1. Radioisotopes and intracellular microelectrodes were used to characterize the permeability of Xenopus oocytes to chloride and other halides. 2. Uptake of Cl-36 had a half-time for equilibration of approximation 3 h, with an initial rate of Cl- entry corresponding to a permeability coefficient of 3.9 x 10(-7) cm/s, and an equilibrium uptake of Cl-36 of 33 mM. 3. Replacement of bathing Na+ by K+ depolarized the oocytes from - 46 to -7 mV and stimulated influx approximately 3-fold. 4. Influx was linearly dependent on bathing [Cl-] and was temperature dependent with an activation energy of 46 kJ/mol.
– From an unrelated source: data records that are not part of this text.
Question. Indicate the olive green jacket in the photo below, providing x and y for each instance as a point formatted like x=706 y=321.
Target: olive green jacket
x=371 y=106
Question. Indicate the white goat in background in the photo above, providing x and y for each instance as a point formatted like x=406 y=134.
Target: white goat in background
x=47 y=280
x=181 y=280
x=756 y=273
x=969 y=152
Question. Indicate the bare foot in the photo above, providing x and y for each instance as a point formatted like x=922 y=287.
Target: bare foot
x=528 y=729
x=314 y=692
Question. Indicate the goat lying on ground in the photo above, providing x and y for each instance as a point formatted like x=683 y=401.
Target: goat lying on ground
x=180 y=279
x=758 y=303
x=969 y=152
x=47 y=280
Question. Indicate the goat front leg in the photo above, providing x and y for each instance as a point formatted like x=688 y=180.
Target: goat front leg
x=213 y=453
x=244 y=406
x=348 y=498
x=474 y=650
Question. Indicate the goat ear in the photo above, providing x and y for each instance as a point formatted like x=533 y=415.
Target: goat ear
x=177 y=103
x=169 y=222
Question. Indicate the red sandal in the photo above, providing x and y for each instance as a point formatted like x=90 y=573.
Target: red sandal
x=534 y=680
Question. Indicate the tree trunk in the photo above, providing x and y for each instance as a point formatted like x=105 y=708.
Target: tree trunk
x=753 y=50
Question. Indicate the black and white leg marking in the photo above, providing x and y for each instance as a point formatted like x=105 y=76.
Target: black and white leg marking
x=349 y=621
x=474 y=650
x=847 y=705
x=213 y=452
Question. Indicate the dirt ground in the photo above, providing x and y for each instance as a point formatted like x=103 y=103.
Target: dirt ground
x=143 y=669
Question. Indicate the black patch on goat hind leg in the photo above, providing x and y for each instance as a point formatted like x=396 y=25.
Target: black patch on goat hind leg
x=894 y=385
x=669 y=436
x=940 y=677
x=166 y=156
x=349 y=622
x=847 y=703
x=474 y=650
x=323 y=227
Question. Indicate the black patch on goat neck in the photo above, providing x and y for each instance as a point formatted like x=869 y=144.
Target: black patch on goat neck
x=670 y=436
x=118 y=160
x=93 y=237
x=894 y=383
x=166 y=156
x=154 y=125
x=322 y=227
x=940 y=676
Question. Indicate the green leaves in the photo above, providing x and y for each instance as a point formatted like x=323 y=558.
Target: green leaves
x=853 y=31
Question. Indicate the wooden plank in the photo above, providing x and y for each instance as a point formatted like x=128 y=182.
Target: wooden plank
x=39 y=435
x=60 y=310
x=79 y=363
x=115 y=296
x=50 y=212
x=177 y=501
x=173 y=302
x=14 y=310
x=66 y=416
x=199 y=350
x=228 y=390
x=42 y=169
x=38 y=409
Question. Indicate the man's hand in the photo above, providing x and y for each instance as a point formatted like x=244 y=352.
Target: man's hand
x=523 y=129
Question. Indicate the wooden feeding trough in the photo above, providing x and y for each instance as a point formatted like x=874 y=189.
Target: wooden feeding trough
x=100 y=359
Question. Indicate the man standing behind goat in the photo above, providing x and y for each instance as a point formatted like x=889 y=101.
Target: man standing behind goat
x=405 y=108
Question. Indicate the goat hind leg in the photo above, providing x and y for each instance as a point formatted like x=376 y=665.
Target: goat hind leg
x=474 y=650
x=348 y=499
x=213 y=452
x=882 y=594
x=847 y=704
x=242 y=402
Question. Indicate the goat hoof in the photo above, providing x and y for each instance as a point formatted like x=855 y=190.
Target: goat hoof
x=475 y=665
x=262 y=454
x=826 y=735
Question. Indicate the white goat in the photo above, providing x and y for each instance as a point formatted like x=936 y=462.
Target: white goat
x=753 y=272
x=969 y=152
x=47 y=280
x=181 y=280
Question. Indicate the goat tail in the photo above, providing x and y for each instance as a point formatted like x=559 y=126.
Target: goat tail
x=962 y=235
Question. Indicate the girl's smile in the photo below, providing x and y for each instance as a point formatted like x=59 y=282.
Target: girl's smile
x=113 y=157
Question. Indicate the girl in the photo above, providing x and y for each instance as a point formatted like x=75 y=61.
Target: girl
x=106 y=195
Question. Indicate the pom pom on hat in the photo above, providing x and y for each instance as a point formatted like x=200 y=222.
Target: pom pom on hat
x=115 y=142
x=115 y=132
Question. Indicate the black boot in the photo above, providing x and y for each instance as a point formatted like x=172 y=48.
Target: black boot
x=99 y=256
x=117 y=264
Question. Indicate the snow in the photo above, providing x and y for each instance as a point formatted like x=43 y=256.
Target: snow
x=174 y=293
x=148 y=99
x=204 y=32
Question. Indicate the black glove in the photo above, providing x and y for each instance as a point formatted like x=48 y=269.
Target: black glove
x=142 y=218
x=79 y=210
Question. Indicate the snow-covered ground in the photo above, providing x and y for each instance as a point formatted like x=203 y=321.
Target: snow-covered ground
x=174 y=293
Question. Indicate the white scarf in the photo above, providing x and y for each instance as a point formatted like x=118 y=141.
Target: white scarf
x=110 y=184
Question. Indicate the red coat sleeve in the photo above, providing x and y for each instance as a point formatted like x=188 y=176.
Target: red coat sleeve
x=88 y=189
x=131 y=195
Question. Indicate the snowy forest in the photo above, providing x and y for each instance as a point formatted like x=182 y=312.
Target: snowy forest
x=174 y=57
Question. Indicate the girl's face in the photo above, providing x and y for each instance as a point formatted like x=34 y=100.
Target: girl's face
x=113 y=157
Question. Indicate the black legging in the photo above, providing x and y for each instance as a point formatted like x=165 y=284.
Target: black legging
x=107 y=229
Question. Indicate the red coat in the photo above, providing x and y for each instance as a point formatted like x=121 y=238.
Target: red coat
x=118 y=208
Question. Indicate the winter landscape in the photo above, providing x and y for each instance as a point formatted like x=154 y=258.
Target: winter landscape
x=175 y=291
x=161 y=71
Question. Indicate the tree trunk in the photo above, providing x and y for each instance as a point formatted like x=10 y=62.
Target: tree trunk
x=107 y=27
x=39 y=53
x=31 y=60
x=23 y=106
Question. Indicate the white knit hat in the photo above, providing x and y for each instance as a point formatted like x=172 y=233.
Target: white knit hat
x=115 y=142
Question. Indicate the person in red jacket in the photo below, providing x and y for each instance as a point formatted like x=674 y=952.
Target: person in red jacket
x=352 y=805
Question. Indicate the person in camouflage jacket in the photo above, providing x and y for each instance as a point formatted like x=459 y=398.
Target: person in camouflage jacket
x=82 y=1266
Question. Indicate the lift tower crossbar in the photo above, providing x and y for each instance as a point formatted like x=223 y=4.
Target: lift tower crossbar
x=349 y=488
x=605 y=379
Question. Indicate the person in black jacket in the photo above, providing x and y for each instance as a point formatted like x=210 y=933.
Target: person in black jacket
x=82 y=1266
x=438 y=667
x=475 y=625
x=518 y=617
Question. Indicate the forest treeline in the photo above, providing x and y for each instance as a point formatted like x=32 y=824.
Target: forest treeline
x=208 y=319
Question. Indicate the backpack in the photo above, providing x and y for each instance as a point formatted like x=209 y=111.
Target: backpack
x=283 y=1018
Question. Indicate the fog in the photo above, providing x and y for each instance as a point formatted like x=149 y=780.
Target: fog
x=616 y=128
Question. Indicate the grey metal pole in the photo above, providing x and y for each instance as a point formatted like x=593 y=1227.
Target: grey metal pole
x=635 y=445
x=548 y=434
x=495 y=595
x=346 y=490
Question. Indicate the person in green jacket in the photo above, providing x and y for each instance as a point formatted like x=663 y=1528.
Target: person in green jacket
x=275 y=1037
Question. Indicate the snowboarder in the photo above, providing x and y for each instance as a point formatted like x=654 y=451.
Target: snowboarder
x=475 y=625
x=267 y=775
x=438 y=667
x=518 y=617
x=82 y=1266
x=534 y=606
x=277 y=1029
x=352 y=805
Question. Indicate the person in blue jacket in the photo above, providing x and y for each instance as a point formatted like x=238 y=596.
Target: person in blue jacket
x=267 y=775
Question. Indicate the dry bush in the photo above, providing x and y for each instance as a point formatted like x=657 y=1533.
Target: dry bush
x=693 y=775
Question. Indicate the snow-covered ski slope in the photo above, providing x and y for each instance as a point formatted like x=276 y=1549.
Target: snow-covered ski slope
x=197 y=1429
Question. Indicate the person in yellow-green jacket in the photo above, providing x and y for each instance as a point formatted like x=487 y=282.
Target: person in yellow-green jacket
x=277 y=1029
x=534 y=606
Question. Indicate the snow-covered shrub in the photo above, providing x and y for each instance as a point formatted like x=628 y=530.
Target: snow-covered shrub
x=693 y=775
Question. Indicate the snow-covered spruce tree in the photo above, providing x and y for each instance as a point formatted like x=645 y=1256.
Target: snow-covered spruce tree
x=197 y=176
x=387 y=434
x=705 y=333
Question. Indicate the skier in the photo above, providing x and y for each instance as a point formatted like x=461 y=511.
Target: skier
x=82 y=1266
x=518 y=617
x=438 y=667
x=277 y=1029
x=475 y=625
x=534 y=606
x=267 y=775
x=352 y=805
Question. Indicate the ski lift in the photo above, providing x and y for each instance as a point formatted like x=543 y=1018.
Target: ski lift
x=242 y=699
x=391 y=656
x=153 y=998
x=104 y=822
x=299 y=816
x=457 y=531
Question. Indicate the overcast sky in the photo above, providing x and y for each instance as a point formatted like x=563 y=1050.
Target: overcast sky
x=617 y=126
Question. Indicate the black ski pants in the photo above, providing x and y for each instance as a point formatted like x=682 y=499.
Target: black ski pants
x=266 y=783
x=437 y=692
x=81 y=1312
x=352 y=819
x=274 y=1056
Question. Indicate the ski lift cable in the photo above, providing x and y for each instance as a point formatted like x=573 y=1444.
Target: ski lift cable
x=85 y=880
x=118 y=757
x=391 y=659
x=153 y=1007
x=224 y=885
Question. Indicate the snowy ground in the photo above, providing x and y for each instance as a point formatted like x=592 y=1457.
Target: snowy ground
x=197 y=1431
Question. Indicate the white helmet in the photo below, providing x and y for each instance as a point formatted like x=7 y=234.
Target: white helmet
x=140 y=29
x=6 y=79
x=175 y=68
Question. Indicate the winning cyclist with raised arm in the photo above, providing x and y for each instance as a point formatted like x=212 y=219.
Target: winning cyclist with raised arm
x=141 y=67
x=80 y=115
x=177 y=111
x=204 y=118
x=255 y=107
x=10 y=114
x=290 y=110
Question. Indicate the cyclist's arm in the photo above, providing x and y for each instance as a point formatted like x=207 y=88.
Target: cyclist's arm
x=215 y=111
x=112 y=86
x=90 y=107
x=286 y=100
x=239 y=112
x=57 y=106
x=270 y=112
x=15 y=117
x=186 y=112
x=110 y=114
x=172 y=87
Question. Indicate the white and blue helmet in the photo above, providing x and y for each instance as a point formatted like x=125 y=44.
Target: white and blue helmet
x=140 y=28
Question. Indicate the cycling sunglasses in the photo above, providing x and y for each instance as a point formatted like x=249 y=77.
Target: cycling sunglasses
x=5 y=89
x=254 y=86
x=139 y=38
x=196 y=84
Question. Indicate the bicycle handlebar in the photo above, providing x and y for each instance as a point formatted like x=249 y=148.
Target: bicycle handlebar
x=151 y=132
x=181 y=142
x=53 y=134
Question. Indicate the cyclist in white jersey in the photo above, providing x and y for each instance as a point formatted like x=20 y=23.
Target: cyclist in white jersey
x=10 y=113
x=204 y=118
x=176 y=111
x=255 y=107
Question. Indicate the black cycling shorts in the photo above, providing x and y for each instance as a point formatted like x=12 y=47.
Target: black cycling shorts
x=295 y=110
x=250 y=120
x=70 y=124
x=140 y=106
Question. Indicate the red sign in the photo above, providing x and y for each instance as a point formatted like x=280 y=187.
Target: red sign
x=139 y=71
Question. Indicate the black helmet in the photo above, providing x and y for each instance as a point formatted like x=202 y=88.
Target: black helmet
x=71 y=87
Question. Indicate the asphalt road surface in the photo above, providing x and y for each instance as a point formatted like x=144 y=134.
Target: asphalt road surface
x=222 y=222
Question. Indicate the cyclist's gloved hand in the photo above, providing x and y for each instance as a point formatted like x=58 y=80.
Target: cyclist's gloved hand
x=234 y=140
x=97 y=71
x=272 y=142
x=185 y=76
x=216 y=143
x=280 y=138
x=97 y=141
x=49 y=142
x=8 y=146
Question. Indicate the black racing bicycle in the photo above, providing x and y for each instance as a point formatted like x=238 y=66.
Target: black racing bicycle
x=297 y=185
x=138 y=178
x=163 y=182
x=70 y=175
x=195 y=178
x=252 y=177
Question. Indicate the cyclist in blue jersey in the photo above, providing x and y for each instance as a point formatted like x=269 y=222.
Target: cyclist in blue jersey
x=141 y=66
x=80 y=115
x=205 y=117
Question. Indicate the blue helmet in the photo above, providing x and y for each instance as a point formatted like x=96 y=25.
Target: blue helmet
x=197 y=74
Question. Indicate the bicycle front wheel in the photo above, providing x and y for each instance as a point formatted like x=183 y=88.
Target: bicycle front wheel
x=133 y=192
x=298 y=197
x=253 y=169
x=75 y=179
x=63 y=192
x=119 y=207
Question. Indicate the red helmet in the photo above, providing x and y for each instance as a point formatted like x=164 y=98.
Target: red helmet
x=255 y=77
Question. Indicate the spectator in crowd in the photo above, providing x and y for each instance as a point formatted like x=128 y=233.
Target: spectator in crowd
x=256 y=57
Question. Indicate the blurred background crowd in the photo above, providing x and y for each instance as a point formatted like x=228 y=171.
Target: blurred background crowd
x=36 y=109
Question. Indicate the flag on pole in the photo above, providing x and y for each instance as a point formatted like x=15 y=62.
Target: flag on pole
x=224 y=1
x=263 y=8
Influx of I-125 or Cl-36 was not affected by the presence of equal concentrations of other halides or thiocyanate. These results are consistent with a channel-mediated entry mechanism. 5. Diphenylamine-2-carboxylate (DPAC) and 9-anthracene carboxylate (9-AC), blockers of Cl- channels in other cells, inhibited Cl- entry with dissociation constants (K(d)s) of approximately 5 x 10(-4) and approximately 10(-3) M, respectively. Inhibitors of Cl- -HCO3- exchange or Na+-K+-2Cl- co-transport did not affect Cl- influx. 6. Attempts to lower or raise intracellular Ca2+ with BAPTA or A23187, respectively, were also without effect on Cl- influx. 7. The halide selectivity sequence determined with isotopes was I- (3.2) > Br-(1.3) > Cl- (1.0). However, DPAC inhibited almost all of the Cl-36 influx but only a small fraction of I-126 influx. 8. Replacement of bathing Cl- by I- or Br- resulted in hyperpolarizations, from which the same selectivity sequence was determined. 9. Replacement of bathing Cl- by gluconate caused a marked depolarization, which was inhibited by DPAC and, less potently, by 9-AC.